In a nod to Réage’s history-making erotica, author Ernest Greene has published Master of O, a bondage novel set in Los Angeles that reimagines Story of O from a dominant male’s point of view. A long-time member of the BDSM community in L.A. and executive editor of Hustler’s Taboo, Greene has also written, produced, and directed over 500 adult titles. In short, he has done enough fieldwork to give an authentic telling of what goes on inside L.A.’s playrooms.

Here Greene talks with us about his qualms with Fifty Shades, what BDSM really involves, and where to find power play-style kink in L.A.

How do you feel the storyline of Fifty Shades of Grey compares to Story of O or Master of O?
All three exist in completely different universes. My book is a reinvention of the Story of O set in modern Los Angeles against the backdrop of a modern society in which consensual BDSM is not unusual. In Master of O BDSM is a popular practice, and the people involved in it are all knowledgeable and eager and enthusiastic.

Fifty Shades of Grey, on the other hand, is not really a BDSM book, as the author and everybody else seems to agree; it uses dominant and submissive motifs as a way of selling a very conventional and—in my opinion—an unoriginal story about how a bad boy with mommy issues is healed by the love of a virtuous woman. That is a standard romantic trope, and I would have no objection to it if it weren’t set against a completely unreal conception of what DS and BDSM are about.

Author Ernest Greene.
Author Ernest Greene.

Photograph by Steve Diet Goedde

Do you feel as though the film and books are not a very accurate depiction of that world?
Not only is it “not very accurate;” I’d say it’s defamation. The behavior it depicts is in so many ways opposite to the ethics of our community. Everything we do is based on the idea that BDSM is sex play between consenting adults who are informed in what they are doing. They are doing so not just willingly but enthusiastically. Fifty Shades of Grey is a story about a stalker with mommy issues who’s trying to work it out through his kink and who doesn’t care very much about the enjoyment and participation of his partner. That is not what we’re about. As such, I think it presents a very dangerous misconception. Another dangerous misconception that it repeats is that people who are interested in various kinds of power exchange-based sex play are all child abuse victims who are trying to engage in DIY psychotherapy. That’s not a way you can accurately characterize what now numbers hundreds of thousands—if not millions—of people.

The book and the film have gotten an undeniably enthusiastic response. Do you think they are giving any positive attention to the BDSM community?
I like to compare it to Gone with the Wind, which gave people an unrealistic view of the Antebellum South as a place full of dashing plantation owners and blushing Southern Belles and, of course, lots of happy, well-treated slaves. That’s an inaccurate portrayal of the South before the Civil War. I think these books and the film created an alternative world that leaves behind a false impression of what said world is all about. So yes, it’s good it put us on the radar, but not so good in that it put us on the radar as a potentially hostile target.

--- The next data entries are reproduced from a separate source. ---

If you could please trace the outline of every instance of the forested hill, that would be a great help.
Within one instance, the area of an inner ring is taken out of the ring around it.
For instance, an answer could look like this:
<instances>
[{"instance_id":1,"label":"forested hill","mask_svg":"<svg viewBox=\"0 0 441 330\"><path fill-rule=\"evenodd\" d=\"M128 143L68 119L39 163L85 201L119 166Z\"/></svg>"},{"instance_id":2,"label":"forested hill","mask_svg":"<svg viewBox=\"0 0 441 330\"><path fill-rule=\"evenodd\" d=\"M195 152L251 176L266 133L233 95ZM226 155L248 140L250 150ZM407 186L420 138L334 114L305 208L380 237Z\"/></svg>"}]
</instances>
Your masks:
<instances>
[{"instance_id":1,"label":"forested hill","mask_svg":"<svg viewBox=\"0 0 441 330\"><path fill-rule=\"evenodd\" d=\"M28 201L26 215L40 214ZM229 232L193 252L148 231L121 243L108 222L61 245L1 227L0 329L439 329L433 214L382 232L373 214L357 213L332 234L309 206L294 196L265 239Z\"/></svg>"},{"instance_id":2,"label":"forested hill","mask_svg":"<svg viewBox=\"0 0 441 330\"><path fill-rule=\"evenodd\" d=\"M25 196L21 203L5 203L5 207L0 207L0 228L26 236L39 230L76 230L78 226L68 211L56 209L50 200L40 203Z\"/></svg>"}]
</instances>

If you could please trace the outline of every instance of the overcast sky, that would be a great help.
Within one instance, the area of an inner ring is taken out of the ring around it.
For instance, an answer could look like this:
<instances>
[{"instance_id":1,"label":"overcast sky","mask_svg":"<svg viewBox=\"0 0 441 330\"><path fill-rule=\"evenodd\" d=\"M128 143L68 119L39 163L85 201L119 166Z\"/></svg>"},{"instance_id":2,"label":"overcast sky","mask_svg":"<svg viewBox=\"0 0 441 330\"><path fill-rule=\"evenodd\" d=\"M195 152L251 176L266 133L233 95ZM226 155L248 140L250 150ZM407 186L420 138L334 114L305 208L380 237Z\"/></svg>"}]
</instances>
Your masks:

What message were you trying to get across in Master of O?
One of the things that I set out to do was to portray dominant heterosexual guys as something other than figures chiseled from granite, people with no personalities, people with no sense of humor, people with no compassion. They’re not like that at all. Most of the literature about BDSM is told from the point of view of the submissive partner, which is obviously a very dramatic position because they are the person to whom things happen. But it is a journey for their dominant partner, too. So I wanted to talk about that experience. What is it like from the other end of the whip?

I also thought that Los Angeles bears some resemblance to post-war Paris, which sets the scene in Story of O. It’s a place of self-reinvention, a place where popular culture is booming at all times, a place where people wish to be involved. There are all kinds of activities barely beneath the surface that are quite surprising, unexpected and interesting. It’s a city full of all kinds of people doing all kinds of things that are interesting, some of them in public and some of them very much not in public. I wanted to give it a noir-ish feeling, and I think at its best it kind of gets there.

For our readers who interested in this lifestyle, what are some places you recommend they check out in L.A.?
Los Angeles, in a way I never could have imagined years ago, has become a mecca for all kinds of people who are interested all kinds of power play, BDSM, and DS. There are at least a dozen very active organizations, and there are at least a dozen venues where you can go and see and even participate in BDSM on any given weekend. Of course there are clubs you can go to every Saturday night, like Bar Sinister or a number of others, where you’ll find a younger generation of players doing the kind of play you can do in public. It mostly involves rope bondage and things of that kind. They’re putting on performances and other people are appreciatively watching. There are also wonderful places like like The Stock Room or Pleasure Chest, where where you can buy all kinds of good, workable, practical playthings.

This interview has been edited and condensed.